RTUK : We start with a written treatment which is then developed into traditional storyboard panels.  These are scanned and edited into a 2D animatic to give a rough indication of pacing and length.  From the 2D animatic we create a 3D blockout. Individual key frames are identified within each scene of the Blockout and Animatic to be worked up into 2D concept art in Photoshop. Props, vehicles, characters and environments are poly-modelled in 3DS Max or sculpted in Z Brush, they’re then unwrapped in Max or Headus UV layout before being textured in Photoshop by our art department. Most large environments are a mix of traditional 3D models, low-resolution camera mapped geometry and matte painting. We often use a point cache pipeline for character animation. Particle effects are created in Particle Flow with smoke and explosions rendered with Afterburn. We currently work in a linear workflow using Vray as our primary renderer. Adobe AfterEffects is out main compositing package and all our high-def projects are edited in Adobe Premiere using our Matrox Axio suite.

I.A. - What are the soft wares you use in most of your production?

RTUK - We primarily use 3DS Max, ZBrush, V-Ray & Afterburn, AfterEffects, Photoshop, but we're happy to plug other tools into our pipeline if the project will benefit.



I.A. - Can we have more details about your latest production Stormbirds?

RTUK - Stormbirds was one of the most enjoyable. Building planes and blowing stuff up made a few of the guys purr with delight! I think the great thing with this one was it engaged on so many levels - the pre-vis was inspiring, the modellers were in their element, the environment guys loved the backgrounds, the animators got to create some cool moves, and there's a nuke explosion thrown in for good measure! What more could we ask for?

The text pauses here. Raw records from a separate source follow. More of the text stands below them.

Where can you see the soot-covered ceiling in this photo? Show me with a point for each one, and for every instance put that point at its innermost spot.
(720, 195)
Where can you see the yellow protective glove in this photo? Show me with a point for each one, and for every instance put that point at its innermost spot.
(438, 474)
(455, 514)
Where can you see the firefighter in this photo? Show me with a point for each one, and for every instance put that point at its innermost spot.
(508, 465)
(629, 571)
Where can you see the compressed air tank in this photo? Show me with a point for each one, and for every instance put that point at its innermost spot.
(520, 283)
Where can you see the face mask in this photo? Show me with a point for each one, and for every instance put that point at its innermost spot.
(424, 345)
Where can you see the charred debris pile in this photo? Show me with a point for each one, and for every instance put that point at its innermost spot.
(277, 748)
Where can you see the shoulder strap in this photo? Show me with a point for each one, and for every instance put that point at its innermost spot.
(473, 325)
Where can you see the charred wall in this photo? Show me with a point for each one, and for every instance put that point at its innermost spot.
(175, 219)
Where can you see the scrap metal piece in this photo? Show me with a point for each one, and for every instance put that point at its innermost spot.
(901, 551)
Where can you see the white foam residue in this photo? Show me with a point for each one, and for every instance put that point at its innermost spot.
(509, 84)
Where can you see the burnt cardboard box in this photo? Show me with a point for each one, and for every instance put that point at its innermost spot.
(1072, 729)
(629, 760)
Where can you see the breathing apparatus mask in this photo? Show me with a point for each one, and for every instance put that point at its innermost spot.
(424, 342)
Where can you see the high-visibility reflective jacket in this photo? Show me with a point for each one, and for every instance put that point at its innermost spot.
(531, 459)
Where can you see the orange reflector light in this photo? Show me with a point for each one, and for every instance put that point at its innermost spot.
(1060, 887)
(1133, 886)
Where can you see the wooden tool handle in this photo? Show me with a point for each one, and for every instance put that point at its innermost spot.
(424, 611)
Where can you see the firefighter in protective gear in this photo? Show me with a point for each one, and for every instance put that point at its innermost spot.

We probably had our strongest pre-vis so far on this one, the client had some really nice game design concepts and we just picked the killer frames and developed them further.

I.A. - There is a lot of natural background and vegetation in this, have you worked with Vue Xstream or other tools?

RTUK - The rainforest scene was created with a mixture of VUE, camera mapping and matte's. None of the other environments used VUE, they were all modelled in 3DS Max and either texture mapped traditionally or camera mapped.

We had an issue at the time getting a velocity pass out of VUE, so for the forest environments they were rendered out as flat footage from within VUE, with no motion blur. They were then placed in the background of Max with a transparent version of the exported mesh from VUE over the top. This then enabled us to use the velocity pixel data of the transparent geometry to image blur the render behind. It worked pretty well, and made sure the plane and background had the same blur. Everything else that was modelled was done in 3DS Max, UV's were done in UVLayout, Texturing in Photoshop, Particles in AfterBurn, Rendering in VRay, Post work in After Effects, Edit in Premiere.